By Dr. Donald Consla, Lead Wellness Veterinarian
Laser therapy, also known as “class IV laser” or “cold laser,” is an anti-inflammatory treatment that our Animal Wellness Center can offer pets for pain management. The medical term is photobiomodulation, which means “light energy that modifies the body’s response.” Laser therapy is a tool that has been present in human medicine, particularly physical therapy, for decades and it has gained traction through its efficacy in the veterinary world over the past ten years.
So how does it work? The laser probe emits light energy, or photons, at a certain frequency and intensity. This light energy stimulates the cells of the body and increases their metabolism and blood flow to the treated area, reducing inflammation faster and overall pain faster.
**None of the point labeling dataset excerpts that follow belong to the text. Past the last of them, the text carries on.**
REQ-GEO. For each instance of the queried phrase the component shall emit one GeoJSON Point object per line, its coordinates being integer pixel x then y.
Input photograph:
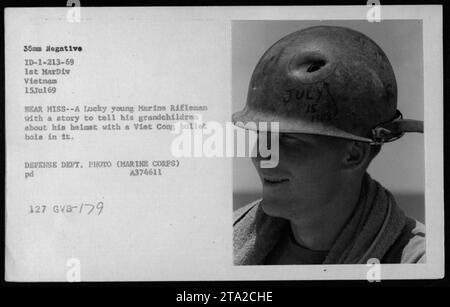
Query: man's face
{"type": "Point", "coordinates": [307, 175]}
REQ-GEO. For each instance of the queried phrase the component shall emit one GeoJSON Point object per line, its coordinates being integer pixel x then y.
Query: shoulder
{"type": "Point", "coordinates": [238, 214]}
{"type": "Point", "coordinates": [414, 250]}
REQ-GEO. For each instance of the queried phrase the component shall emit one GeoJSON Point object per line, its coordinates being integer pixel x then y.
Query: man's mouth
{"type": "Point", "coordinates": [274, 181]}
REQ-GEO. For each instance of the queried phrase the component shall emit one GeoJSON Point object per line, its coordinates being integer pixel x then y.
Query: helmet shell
{"type": "Point", "coordinates": [322, 80]}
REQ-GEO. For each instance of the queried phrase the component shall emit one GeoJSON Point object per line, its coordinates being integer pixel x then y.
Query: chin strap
{"type": "Point", "coordinates": [395, 129]}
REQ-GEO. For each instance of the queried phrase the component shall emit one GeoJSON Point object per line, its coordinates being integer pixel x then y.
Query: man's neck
{"type": "Point", "coordinates": [319, 230]}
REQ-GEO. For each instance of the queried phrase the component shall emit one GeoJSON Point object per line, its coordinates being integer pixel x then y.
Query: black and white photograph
{"type": "Point", "coordinates": [335, 94]}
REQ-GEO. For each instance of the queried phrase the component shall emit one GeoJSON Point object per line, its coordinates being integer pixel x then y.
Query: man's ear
{"type": "Point", "coordinates": [357, 155]}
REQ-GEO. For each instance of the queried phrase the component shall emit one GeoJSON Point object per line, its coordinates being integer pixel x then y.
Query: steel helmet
{"type": "Point", "coordinates": [330, 81]}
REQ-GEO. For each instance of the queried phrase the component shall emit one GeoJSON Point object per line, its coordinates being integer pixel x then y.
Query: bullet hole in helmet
{"type": "Point", "coordinates": [316, 65]}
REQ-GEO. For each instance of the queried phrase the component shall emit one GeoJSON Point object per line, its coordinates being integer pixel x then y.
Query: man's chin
{"type": "Point", "coordinates": [275, 207]}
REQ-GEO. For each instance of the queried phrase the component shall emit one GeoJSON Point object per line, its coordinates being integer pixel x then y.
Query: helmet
{"type": "Point", "coordinates": [330, 81]}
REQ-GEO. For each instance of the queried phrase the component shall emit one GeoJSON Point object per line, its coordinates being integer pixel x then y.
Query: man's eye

We have established that laser therapy can be used for any condition that is causing pain due to inflammation. Traditionally, we use this treatment for patients with arthritis or sore backs, but since it is so versatile, we’re finding it helpful for many other conditions as well. It can be used for skin and ear infections, on surgical incisions, bladder infections and it has even been used on some patients with pancreatitis which causes inflammation in the pancreas.
Because laser therapy is not a medication, we don’t have to worry about many of the side effects we think of with traditional pain medications like gastrointestinal upset, irritation of the liver or kidneys and sedation. Some patients may experience some irritation at the treatment site, like a sunburn, but this is quite rare.
The treatment usually lasts less than five minutes, during which the patient lays on a blanket or padded mat and wears goggles to protect their eyes. The sensation is like that of a warming massage and most patients enjoy their treatments. We will often start laser therapy treatments every other day for the first couple of weeks and then decrease the frequency depending on the condition.
It is important to note that this treatment is not suitable for every patient, particularly those with a suspected growth or tumor. Since the treatment increases cellular metabolism, we don’t want to increase the metabolism of any tumor cells.